Le Glut 2026 a une échelle différente (GW vs MW) mais un mécanisme identique. La différence est désormais que l’Occident a retenu la leçon. Les tarifs sont déjà en place. Les usines américaines (First Solar, Qcells USA) sont blindées. Mais cette protection a un prix : un monde énergétique divisé.

L’avenir : un monde à deux voies

Alors que le marché dépasse le « faux rallye » du premier trimestre 2026, le paysage énergétique mondial se divise en deux réalités distinctes.

En Occident (États-Unis/UE) : L’énergie solaire sera « chère » par rapport au reste du monde. Les tarifs protègent les fabricants nationaux comme First Solar et Qcells, en maintenant les prix artificiellement élevés (au-dessus de 0,25 $/Wp aux États-Unis) pour garantir la sécurité de la chaîne d’approvisionnement. L’accent est mis sur l’indépendance énergétique, et pas seulement sur le coût brut.

Dans les pays du Sud : L’énergie solaire sera pratiquement gratuite. La Chine va écouler sa capacité excédentaire en Afrique, en Amérique latine et en Asie du Sud à des prix qui rendront mathématiquement obsolètes les combustibles fossiles.

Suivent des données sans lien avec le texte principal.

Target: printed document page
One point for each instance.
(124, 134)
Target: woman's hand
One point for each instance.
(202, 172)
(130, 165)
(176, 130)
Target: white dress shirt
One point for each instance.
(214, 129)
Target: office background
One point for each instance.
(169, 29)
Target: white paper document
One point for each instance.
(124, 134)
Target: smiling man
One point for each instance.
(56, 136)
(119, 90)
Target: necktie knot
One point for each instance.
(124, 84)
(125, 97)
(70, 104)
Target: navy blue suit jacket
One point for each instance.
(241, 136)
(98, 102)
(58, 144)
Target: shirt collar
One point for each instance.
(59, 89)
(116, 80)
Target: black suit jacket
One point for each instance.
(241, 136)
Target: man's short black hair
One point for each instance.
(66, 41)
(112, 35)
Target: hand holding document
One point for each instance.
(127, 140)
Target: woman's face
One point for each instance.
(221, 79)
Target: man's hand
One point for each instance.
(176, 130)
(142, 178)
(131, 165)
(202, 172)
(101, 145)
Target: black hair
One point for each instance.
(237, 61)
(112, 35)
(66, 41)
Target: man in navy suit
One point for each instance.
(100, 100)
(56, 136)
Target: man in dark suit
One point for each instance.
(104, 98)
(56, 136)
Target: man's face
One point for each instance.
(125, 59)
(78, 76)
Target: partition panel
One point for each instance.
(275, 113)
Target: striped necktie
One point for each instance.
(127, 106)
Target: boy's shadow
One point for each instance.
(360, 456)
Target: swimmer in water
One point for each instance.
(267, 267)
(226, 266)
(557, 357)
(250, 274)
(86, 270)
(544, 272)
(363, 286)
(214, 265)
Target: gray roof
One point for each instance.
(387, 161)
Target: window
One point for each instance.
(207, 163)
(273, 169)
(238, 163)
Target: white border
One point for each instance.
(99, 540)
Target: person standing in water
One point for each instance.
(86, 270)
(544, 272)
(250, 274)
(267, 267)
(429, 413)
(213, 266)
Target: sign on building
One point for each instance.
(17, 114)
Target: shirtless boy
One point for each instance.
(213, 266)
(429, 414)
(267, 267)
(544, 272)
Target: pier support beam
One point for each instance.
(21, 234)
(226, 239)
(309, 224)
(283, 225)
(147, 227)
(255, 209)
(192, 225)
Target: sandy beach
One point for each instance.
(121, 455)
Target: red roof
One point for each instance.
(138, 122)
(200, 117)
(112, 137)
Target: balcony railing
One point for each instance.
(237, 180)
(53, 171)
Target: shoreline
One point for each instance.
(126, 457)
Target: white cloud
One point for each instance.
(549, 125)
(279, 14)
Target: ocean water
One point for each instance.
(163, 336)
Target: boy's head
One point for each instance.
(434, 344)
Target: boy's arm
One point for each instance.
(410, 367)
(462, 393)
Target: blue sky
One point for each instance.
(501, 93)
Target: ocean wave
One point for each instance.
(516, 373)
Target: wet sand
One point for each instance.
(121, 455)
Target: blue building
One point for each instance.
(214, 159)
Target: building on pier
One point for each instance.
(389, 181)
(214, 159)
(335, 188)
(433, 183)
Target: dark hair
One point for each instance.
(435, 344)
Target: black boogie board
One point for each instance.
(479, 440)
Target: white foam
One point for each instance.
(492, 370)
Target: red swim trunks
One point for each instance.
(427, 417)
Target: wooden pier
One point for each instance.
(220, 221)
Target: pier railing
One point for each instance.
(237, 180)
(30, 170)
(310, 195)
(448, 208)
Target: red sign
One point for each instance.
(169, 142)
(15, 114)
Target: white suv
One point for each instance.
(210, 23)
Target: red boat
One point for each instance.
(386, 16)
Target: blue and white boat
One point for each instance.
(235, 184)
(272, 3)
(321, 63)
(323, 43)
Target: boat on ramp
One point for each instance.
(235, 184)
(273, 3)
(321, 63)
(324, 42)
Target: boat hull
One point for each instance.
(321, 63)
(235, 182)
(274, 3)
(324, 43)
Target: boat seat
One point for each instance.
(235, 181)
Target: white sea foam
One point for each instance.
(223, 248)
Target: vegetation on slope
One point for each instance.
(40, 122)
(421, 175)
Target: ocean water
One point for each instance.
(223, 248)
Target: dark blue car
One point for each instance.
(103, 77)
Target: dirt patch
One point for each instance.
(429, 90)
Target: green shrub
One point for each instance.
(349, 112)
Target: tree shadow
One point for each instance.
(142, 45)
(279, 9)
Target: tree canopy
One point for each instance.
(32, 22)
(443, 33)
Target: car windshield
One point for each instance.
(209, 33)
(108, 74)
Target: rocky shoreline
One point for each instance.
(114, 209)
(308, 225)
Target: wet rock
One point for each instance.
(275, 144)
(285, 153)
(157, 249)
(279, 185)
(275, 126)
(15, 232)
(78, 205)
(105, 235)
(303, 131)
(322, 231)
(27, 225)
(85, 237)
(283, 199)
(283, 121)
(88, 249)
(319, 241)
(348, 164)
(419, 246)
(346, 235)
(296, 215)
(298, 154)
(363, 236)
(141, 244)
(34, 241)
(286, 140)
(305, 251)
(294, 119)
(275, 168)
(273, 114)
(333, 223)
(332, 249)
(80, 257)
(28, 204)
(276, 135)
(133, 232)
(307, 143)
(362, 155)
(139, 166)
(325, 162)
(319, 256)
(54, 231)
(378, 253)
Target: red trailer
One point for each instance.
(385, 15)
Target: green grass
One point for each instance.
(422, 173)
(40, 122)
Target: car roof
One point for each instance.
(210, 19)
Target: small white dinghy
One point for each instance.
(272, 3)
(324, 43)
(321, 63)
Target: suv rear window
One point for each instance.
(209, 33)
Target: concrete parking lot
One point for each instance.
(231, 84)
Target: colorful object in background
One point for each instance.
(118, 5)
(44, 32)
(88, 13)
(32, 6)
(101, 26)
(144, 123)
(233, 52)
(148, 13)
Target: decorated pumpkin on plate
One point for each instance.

L’ironie de la « surabondance solaire » est que, bien qu’elle constitue un désastre financier pour les bilans des fabricants chinois, elle constitue le plus grand accélérateur de décarbonisation mondiale que le monde ait jamais connu. La Chine subventionne la transition verte mondiale, trimestre en faillite à la fois.

Pour l’installateur de Karachi ou le gestionnaire du réseau de São Paulo, la politique « Exporter ou mourir » n’est pas une guerre commerciale. C’est un cadeau.